Today on CBT News, Andrew Ashman joins the show to discuss the importance of the used-vehicle market. Ashman serves as the U.S. Used Vehicle Manager of Ford Motor Company. During his interview with CBT host Jim Fitzpatrick, Ashman shares insight on Ford’s recently launched, “Ford Blue Advantage,” the company’s all-new used-vehicle digital marketplace. Ashman takes time to dive into the platform’s capabilities and how it is changing the used-car-buying experience.
Ashman begins the conversation by discussing the background of Blue Advantage and why Ford felt the need to adapt its pre-owned shopping experience. Around a year ago, the company came together to discuss outsiders that were entering the used-vehicle market that were beginning to threaten Ford’s used-car business. In 2020, Ford sold one-third of all used Fords that were 10 model years or newer. Dealers recognize that consumers have more options for buying cars, leading Ford to adapt to meet the specific needs of consumers.
Ashman then goes into the marketing strategy behind the new product. He says this process begins with the Blue Advantage website experience. A differentiating factor of the website is that all vehicles are certified. Ford plans to completely change the certified pre-owned experience. The company will now offer both Gold Certified and Blue Certified vehicles on the website.
Ford dealers are allowed to opt-out of the program if they decide Blue Advantage doesn’t fit their business model. According to Ashman, 1,500 Ford dealers are currently involved in the program. He says that the company expects more dealers to sign up after they see the success of dealers who are already on board.

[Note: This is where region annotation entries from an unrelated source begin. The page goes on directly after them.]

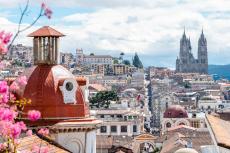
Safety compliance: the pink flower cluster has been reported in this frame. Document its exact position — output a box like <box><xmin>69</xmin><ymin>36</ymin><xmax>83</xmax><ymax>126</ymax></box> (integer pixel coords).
<box><xmin>31</xmin><ymin>145</ymin><xmax>49</xmax><ymax>153</ymax></box>
<box><xmin>10</xmin><ymin>76</ymin><xmax>27</xmax><ymax>91</ymax></box>
<box><xmin>38</xmin><ymin>128</ymin><xmax>49</xmax><ymax>136</ymax></box>
<box><xmin>41</xmin><ymin>3</ymin><xmax>53</xmax><ymax>19</ymax></box>
<box><xmin>0</xmin><ymin>107</ymin><xmax>18</xmax><ymax>122</ymax></box>
<box><xmin>28</xmin><ymin>110</ymin><xmax>41</xmax><ymax>121</ymax></box>
<box><xmin>0</xmin><ymin>31</ymin><xmax>12</xmax><ymax>54</ymax></box>
<box><xmin>0</xmin><ymin>121</ymin><xmax>27</xmax><ymax>139</ymax></box>
<box><xmin>0</xmin><ymin>81</ymin><xmax>9</xmax><ymax>104</ymax></box>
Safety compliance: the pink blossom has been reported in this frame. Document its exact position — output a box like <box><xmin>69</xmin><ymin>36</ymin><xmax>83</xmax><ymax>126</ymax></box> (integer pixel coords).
<box><xmin>0</xmin><ymin>93</ymin><xmax>9</xmax><ymax>104</ymax></box>
<box><xmin>0</xmin><ymin>143</ymin><xmax>7</xmax><ymax>151</ymax></box>
<box><xmin>44</xmin><ymin>8</ymin><xmax>53</xmax><ymax>19</ymax></box>
<box><xmin>0</xmin><ymin>42</ymin><xmax>7</xmax><ymax>54</ymax></box>
<box><xmin>0</xmin><ymin>81</ymin><xmax>8</xmax><ymax>93</ymax></box>
<box><xmin>10</xmin><ymin>82</ymin><xmax>19</xmax><ymax>91</ymax></box>
<box><xmin>41</xmin><ymin>2</ymin><xmax>46</xmax><ymax>9</ymax></box>
<box><xmin>0</xmin><ymin>31</ymin><xmax>5</xmax><ymax>40</ymax></box>
<box><xmin>0</xmin><ymin>107</ymin><xmax>17</xmax><ymax>121</ymax></box>
<box><xmin>17</xmin><ymin>76</ymin><xmax>27</xmax><ymax>86</ymax></box>
<box><xmin>17</xmin><ymin>121</ymin><xmax>27</xmax><ymax>131</ymax></box>
<box><xmin>2</xmin><ymin>33</ymin><xmax>13</xmax><ymax>44</ymax></box>
<box><xmin>38</xmin><ymin>128</ymin><xmax>49</xmax><ymax>136</ymax></box>
<box><xmin>40</xmin><ymin>146</ymin><xmax>49</xmax><ymax>153</ymax></box>
<box><xmin>10</xmin><ymin>93</ymin><xmax>16</xmax><ymax>100</ymax></box>
<box><xmin>28</xmin><ymin>110</ymin><xmax>41</xmax><ymax>121</ymax></box>
<box><xmin>26</xmin><ymin>130</ymin><xmax>33</xmax><ymax>136</ymax></box>
<box><xmin>10</xmin><ymin>123</ymin><xmax>22</xmax><ymax>139</ymax></box>
<box><xmin>41</xmin><ymin>3</ymin><xmax>53</xmax><ymax>19</ymax></box>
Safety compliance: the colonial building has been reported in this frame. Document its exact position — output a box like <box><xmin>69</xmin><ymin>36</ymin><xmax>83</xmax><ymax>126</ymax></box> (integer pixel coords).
<box><xmin>176</xmin><ymin>30</ymin><xmax>208</xmax><ymax>74</ymax></box>
<box><xmin>15</xmin><ymin>26</ymin><xmax>100</xmax><ymax>153</ymax></box>
<box><xmin>162</xmin><ymin>105</ymin><xmax>206</xmax><ymax>132</ymax></box>
<box><xmin>76</xmin><ymin>49</ymin><xmax>113</xmax><ymax>65</ymax></box>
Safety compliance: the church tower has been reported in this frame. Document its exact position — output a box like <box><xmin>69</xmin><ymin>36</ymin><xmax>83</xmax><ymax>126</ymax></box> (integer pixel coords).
<box><xmin>198</xmin><ymin>29</ymin><xmax>208</xmax><ymax>74</ymax></box>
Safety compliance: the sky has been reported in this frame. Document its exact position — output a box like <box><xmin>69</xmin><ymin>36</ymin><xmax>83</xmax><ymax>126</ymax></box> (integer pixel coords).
<box><xmin>0</xmin><ymin>0</ymin><xmax>230</xmax><ymax>68</ymax></box>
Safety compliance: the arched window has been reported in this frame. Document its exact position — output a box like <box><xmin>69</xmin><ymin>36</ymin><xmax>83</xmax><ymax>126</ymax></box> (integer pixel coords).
<box><xmin>166</xmin><ymin>122</ymin><xmax>172</xmax><ymax>128</ymax></box>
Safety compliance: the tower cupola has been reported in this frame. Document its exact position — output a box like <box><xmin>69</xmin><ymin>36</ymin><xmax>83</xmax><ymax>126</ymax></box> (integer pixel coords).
<box><xmin>28</xmin><ymin>26</ymin><xmax>65</xmax><ymax>65</ymax></box>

Ashman concludes the conversation by talking about online used-retailers such as Vroom and Carvana who have changed the way consumers buy used-vehicles. Dealers must be prepared to have a fully virtual experience to meet the needs of customers who aren’t interested in visiting the dealership. Dealers who dismiss digital retailing will quickly fall behind if they aren’t willing to adapt to the current climate in retail automotive. Ashman says that Carvana and Vroom are just forcing dealers to “up their game,” and he expects dealers to respond in a positive way.